We are a Data Science service company working with some of the most renowned pharmaceutical companies in the world. Our team of scientists, curators, computational biologists, data scientists, and solution developers are located throughout the country; we support talented people living where they chose, working collaboratively together on projects that have a real impact on human health.
Key Responsibilities:
- Design, develop and maintain data models for Biological Databases that support the integration and storage of multiple omics data types, including genomics, proteomics, and metabolomics.
- Develop, optimize, and manage ETL pipelines for data ingestion, ensuring seamless integration of diverse datasets into the Biological Databases.
- Write and maintain robust and efficient R and/or Python scripts for data analysis, transformation, and visualization.
- Utilize SQL and command-line tools to perform efficient data manipulation and query tasks.
- Stay up-to-date with cutting-edge technologies and best practices in the field, such as Spark and other distributed computing frameworks.
- Collaborate with researchers and other stakeholders to understand their data-related needs.
- Troubleshoot and resolve data-related issues and maintain data quality and integrity in the databases.

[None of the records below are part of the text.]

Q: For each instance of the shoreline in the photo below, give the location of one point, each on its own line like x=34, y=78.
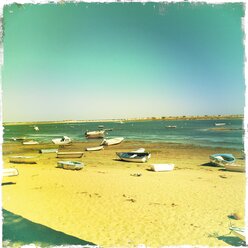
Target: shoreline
x=205, y=117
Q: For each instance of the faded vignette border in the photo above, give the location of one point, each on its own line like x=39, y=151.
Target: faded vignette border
x=245, y=70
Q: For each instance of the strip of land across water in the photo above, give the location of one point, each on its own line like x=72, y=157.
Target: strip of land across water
x=184, y=117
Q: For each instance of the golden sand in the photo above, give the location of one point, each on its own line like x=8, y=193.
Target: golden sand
x=105, y=204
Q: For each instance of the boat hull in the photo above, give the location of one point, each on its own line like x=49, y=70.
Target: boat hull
x=70, y=165
x=22, y=159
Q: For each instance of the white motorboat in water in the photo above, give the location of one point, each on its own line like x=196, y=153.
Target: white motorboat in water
x=222, y=159
x=162, y=167
x=114, y=141
x=138, y=157
x=62, y=141
x=70, y=165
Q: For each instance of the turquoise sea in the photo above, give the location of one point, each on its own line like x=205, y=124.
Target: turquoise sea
x=195, y=132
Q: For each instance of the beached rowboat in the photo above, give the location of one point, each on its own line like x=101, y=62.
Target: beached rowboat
x=48, y=150
x=222, y=159
x=10, y=172
x=62, y=141
x=30, y=142
x=138, y=157
x=70, y=165
x=96, y=148
x=162, y=167
x=114, y=141
x=95, y=134
x=22, y=159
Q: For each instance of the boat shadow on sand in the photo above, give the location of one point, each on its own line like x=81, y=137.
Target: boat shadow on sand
x=18, y=231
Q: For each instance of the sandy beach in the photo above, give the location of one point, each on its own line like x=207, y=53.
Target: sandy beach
x=105, y=204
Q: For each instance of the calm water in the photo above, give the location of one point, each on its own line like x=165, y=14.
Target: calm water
x=195, y=132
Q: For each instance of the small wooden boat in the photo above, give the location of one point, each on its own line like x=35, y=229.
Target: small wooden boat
x=22, y=159
x=62, y=141
x=220, y=124
x=137, y=157
x=10, y=172
x=139, y=150
x=95, y=134
x=235, y=167
x=70, y=165
x=222, y=159
x=110, y=142
x=239, y=232
x=48, y=150
x=162, y=167
x=69, y=154
x=30, y=142
x=96, y=148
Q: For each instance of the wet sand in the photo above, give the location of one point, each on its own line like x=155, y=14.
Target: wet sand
x=106, y=204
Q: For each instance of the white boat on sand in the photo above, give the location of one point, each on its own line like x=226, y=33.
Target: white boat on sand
x=96, y=148
x=239, y=232
x=23, y=159
x=62, y=141
x=138, y=157
x=48, y=150
x=235, y=167
x=162, y=167
x=114, y=141
x=95, y=134
x=70, y=165
x=10, y=172
x=222, y=159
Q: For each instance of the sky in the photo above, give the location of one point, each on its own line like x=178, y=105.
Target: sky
x=84, y=61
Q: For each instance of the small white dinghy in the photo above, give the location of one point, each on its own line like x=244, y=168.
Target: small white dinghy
x=10, y=172
x=30, y=142
x=162, y=167
x=70, y=165
x=96, y=148
x=22, y=159
x=239, y=232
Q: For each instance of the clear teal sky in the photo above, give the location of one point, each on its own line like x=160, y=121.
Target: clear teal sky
x=121, y=60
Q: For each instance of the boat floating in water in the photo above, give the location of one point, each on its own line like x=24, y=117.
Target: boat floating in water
x=114, y=141
x=62, y=141
x=222, y=159
x=22, y=159
x=70, y=165
x=162, y=167
x=138, y=157
x=95, y=134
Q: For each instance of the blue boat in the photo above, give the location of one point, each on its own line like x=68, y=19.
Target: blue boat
x=222, y=159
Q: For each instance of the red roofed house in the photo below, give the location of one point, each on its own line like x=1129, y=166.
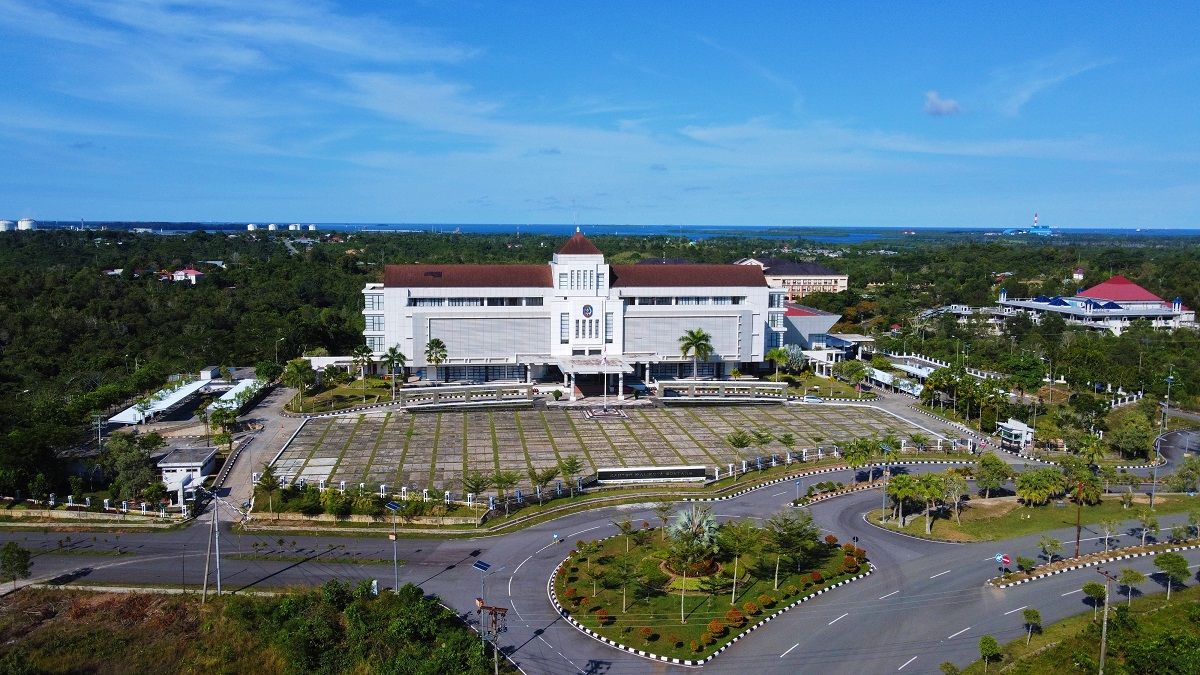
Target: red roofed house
x=1111, y=305
x=576, y=316
x=187, y=274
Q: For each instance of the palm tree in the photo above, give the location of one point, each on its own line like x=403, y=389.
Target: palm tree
x=298, y=375
x=737, y=538
x=361, y=357
x=903, y=487
x=394, y=358
x=699, y=344
x=777, y=356
x=436, y=353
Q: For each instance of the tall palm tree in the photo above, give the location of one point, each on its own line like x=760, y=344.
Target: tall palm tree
x=394, y=358
x=361, y=357
x=699, y=344
x=436, y=352
x=777, y=356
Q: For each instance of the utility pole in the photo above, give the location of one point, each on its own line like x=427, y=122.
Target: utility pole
x=1104, y=625
x=492, y=629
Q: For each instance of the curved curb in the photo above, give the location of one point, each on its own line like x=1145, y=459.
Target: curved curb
x=684, y=662
x=817, y=472
x=1092, y=563
x=931, y=541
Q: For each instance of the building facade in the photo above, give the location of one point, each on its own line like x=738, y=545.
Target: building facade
x=576, y=315
x=799, y=279
x=1111, y=305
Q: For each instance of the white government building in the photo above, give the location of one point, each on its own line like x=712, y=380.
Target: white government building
x=574, y=318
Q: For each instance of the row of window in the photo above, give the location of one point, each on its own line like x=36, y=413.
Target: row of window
x=581, y=280
x=585, y=328
x=687, y=300
x=474, y=302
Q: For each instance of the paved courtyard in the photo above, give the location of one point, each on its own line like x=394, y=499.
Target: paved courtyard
x=435, y=449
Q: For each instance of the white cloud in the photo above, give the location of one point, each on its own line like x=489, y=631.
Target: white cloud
x=937, y=106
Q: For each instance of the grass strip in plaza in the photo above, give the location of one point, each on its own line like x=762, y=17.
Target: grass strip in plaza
x=670, y=591
x=1147, y=635
x=1005, y=518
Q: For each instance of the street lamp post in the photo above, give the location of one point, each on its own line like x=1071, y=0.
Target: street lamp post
x=1158, y=443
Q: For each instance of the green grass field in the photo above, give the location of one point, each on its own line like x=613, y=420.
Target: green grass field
x=651, y=619
x=1003, y=518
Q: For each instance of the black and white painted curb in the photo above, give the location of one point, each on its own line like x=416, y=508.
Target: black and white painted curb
x=687, y=662
x=817, y=472
x=1093, y=563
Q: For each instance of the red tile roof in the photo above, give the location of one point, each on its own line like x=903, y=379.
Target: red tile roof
x=804, y=310
x=688, y=275
x=579, y=245
x=467, y=276
x=1119, y=288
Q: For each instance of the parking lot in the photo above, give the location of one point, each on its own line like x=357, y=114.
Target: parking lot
x=436, y=448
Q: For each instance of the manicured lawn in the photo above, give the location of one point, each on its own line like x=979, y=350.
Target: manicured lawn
x=651, y=619
x=1171, y=629
x=1003, y=518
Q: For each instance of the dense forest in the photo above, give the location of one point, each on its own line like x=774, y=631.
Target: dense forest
x=77, y=338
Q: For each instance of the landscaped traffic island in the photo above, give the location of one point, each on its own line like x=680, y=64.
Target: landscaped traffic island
x=687, y=589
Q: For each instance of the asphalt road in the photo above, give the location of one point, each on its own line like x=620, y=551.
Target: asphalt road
x=927, y=602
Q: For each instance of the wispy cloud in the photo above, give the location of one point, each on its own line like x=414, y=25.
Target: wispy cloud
x=937, y=106
x=1017, y=85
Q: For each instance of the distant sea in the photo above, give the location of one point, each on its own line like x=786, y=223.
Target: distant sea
x=819, y=234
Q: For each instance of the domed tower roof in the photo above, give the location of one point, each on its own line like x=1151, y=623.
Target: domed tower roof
x=579, y=245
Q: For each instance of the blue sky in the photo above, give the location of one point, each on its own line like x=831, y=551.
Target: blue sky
x=971, y=114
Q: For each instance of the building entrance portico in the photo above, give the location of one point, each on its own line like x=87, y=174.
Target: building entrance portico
x=601, y=365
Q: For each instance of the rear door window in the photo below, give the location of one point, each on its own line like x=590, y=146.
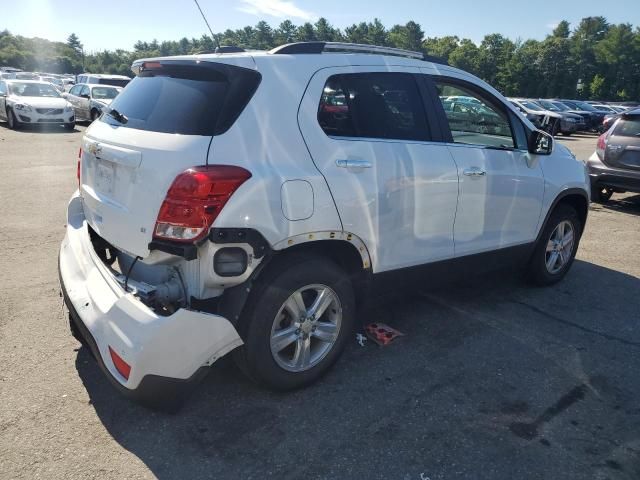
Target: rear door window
x=373, y=105
x=188, y=99
x=628, y=128
x=475, y=118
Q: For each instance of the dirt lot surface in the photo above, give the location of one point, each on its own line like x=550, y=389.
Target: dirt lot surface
x=493, y=380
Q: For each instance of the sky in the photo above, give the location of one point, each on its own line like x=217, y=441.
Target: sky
x=111, y=24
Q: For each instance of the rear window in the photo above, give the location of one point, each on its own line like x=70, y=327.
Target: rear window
x=187, y=99
x=628, y=128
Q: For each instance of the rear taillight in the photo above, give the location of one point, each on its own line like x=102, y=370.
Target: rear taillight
x=601, y=145
x=78, y=169
x=194, y=200
x=123, y=367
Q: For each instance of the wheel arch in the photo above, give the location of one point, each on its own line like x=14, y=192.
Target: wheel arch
x=345, y=249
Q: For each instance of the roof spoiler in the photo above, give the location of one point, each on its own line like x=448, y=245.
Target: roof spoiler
x=341, y=47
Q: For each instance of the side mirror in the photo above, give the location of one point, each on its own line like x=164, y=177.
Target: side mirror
x=541, y=143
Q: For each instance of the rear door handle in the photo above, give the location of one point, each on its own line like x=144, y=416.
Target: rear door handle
x=474, y=172
x=353, y=163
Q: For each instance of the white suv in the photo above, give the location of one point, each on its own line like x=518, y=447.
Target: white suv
x=249, y=201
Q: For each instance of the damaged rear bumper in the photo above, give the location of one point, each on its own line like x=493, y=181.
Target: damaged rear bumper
x=167, y=355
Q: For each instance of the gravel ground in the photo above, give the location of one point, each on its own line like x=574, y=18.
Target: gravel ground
x=492, y=380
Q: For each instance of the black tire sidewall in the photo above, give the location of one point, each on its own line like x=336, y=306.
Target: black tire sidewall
x=265, y=302
x=599, y=197
x=538, y=272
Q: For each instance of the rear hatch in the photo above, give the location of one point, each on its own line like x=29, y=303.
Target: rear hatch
x=623, y=144
x=161, y=124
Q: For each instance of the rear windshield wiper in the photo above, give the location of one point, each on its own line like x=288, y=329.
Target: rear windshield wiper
x=119, y=117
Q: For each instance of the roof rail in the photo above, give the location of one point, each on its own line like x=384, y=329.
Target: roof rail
x=229, y=49
x=341, y=47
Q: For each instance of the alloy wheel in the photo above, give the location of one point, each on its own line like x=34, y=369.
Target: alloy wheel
x=306, y=328
x=559, y=247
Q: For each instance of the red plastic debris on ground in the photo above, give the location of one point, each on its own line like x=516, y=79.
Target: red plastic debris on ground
x=381, y=333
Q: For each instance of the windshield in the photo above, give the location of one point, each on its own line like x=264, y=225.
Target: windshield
x=55, y=81
x=106, y=93
x=531, y=106
x=585, y=106
x=33, y=89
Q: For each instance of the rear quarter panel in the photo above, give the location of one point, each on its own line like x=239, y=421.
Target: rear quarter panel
x=562, y=171
x=266, y=140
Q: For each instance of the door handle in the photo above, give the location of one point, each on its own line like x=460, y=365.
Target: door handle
x=474, y=172
x=353, y=163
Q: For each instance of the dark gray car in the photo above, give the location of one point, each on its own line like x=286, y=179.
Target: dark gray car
x=615, y=165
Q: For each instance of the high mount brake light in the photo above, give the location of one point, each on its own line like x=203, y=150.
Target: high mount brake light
x=195, y=199
x=601, y=146
x=78, y=169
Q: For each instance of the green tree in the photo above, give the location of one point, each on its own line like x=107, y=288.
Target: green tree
x=325, y=31
x=306, y=33
x=285, y=33
x=73, y=42
x=441, y=47
x=407, y=36
x=596, y=87
x=562, y=30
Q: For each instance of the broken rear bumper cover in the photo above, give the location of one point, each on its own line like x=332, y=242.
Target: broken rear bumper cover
x=167, y=355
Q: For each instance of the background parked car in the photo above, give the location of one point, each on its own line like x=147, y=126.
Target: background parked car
x=615, y=165
x=559, y=121
x=534, y=113
x=29, y=102
x=89, y=100
x=56, y=82
x=583, y=119
x=595, y=116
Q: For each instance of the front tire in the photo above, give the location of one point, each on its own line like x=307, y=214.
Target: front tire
x=12, y=121
x=601, y=194
x=556, y=248
x=296, y=323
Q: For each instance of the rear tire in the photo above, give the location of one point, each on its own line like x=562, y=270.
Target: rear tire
x=556, y=248
x=275, y=317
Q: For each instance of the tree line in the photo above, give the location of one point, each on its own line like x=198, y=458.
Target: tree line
x=594, y=60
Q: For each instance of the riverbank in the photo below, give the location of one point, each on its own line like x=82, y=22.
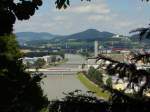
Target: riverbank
x=93, y=87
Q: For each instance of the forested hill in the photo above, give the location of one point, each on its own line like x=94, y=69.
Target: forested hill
x=90, y=34
x=33, y=36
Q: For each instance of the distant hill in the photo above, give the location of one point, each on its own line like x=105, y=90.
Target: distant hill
x=33, y=36
x=90, y=34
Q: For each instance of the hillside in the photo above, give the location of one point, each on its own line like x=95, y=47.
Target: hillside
x=90, y=34
x=33, y=36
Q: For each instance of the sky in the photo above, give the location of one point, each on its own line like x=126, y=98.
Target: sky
x=116, y=16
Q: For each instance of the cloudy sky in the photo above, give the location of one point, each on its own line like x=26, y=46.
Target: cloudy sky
x=117, y=16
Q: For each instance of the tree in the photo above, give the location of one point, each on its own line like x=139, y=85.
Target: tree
x=20, y=90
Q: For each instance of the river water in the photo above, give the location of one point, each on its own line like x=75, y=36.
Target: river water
x=55, y=85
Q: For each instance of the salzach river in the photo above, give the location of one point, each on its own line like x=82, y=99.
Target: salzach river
x=55, y=85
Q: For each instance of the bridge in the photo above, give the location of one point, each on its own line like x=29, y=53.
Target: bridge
x=59, y=70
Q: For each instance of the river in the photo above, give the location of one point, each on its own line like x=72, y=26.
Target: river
x=55, y=85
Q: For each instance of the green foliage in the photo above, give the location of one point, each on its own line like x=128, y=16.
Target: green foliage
x=109, y=82
x=20, y=90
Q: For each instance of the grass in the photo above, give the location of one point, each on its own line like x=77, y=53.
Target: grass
x=93, y=87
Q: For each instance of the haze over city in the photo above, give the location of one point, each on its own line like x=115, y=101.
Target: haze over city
x=117, y=16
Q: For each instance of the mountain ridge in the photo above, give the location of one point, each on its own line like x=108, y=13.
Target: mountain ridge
x=89, y=34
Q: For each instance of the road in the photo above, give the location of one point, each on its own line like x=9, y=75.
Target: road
x=58, y=82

- Collaborate with other team members and cross-functional teams to support various data-related projects and contribute to the continuous improvement of data engineering processes and best practices.
Requirements:
- Bachelor's or Master's degree in bioinformatics, computer science, biology, or a related field.
- Strong experience in data modeling and designing database structures for Biological Data.
- Proven experience in developing ETL pipelines for data ingestion, preferably in the omics domain.
- Proficient in R and/or Python programming languages, and experience with SQL and command-line tools.
- Knowledge of Spark or other distributed computing frameworks is a plus.
- Familiarity with biological imaging, single cell data, and related analytical methods is a plus
- Excellent analytical, problem-solving, and communication skills.
- Ability to work independently and as part of a team and adapt to changing priorities and technologies in a fast-paced environment.
- Excellence in managing scientific stakeholder relationships.
- Experience translating project requirements to both business process solutions and technical solutions.
- Independently driven, hardworking, and committed.
- Able to communicate effectively at all levels.
- Detail-oriented and well organized, with an ability to work collaboratively and remotely.